君の手が動く限り、俺は隣にいたいから

 彼女は凌の肩からそっと手を離すと、一歩後ろへと下がり、真っ直ぐに凌の瞳を見つめる。
 窓から差し込む濃い夕焼けの光が、彼女の左頬を赤く焼き、長い睫毛の影を落としていた。

「君にひとつ、いいことを教えてあげる」
「いいことっすか?」

 何処か現実味のない空気に呑まれながら、凌は生唾を飲み込んで聞き返す。
 彼女は悪戯っぽく、けれど何処か祈るような真剣さを孕んだ瞳で微笑んだ。

「明日でも明後日でも、いつでもいい。気が向いた時に、屋上へ行ってみて。きっと、君にとっていいことがあるから」

 言葉の意味を咀嚼する間もなく、彼女はひらりと凌に背中を向けた。
 軽やかな足取りで数歩進み、廊下の角へと消えかける寸前、彼女はくるりと振り返る。長い髪が夕日の光を浴びてきらりと揺れた。

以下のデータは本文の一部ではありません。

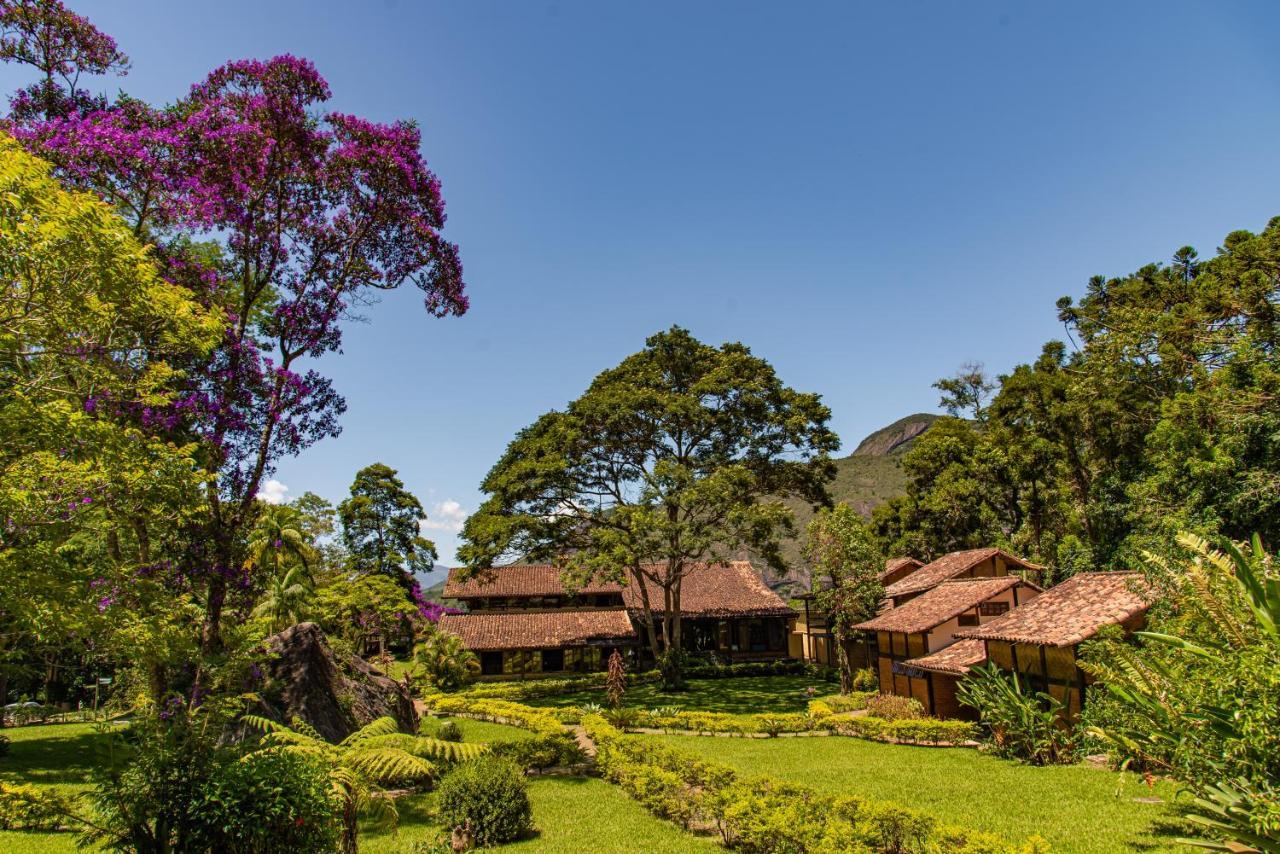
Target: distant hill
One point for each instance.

「私、美術部部長の綾瀬紫(あやせゆかり)。いつでも入部、待ってるからね」

 今度こそ、彼女の姿は壁の向こうへと消えていった。
 静まり返った廊下に、凌は一人、取り残される。
 ガタゴトと遠くで響く電車の音。何処かの部活が吹くトランペットの不協和音。
 そんな現実の音が急に鼓膜へと戻ってくる中、窓の外を一羽のカラスが低く鳴きながら横切っていった。

(……屋上)

 もう一度、壁に飾られた『青空の絵』に視線をやる。
 絵のことは分からない。ペンだって持ちたくない。部活なんてダルいだけのはずだった。
 なのに、胸の奥が、熱を帯びたようにドクドクと脈打っている。
 まだ何が始まるのかも、自分がどうなっていくのかも分からない。けれど、自分の内側で、固く閉ざされていた何かの歯車が、音を立てて回り始めたことだけは確かに分かった。
 夕闇が迫る廊下で、凌はしばらくの間、動けずにいた。

「……行くわけねぇだろ、めんどくせぇ」

 誰もいない廊下に、自分の声が虚しく響く。
 口ではそう吐き捨てながらも、凌の手は無意識にブレザーのポケットの中で、さっき配られた部活紹介の冊子を握り締めていた。
 あの不自然なほど白い、美術部のページ。
 絵を描くことが何よりも嫌いだったはずなのに、今はその理由すら、夕暮れの光の中に溶けて消えていくような奇妙な感覚に陥っている。

「おい、そこの一年生。何してんだ」

 不意に階下から上がってきた、厳しい声が静寂を破った。
 見れば、腕章を巻いた生活指導の教師が、階段の踊り場から不審そうに凌を睨みつけている。

「あ、すんません。今帰ります」

 凌は慌ててペコリと頭を下げると、逃げるように階段へと歩き出した。
 カツカツと上履きの音を響かせながら階段を下りる間も、心臓の鼓動はまだ少し速いままだった。
 夕日に染まる校舎を出ると、心地良い春の夜風が凌の火照った顔を掠めていく。
 校門へ向かう途中、凌はふと足を止めると振り返って校舎を見上げた。
 四階のさらに上。
 普段は立ち入り禁止のはずの屋上へと続くフェンスが、赤紫色の空に黒いシルエットとなって浮かび上がっている。

「……明日、行ってみるか」

 誰に言うでもなく呟いた言葉は、風にさらわれて消えた。
 けれど、凌の足取りは、登校したときのあの「だりぃ」と腐っていたものとは、明らかに違っていた。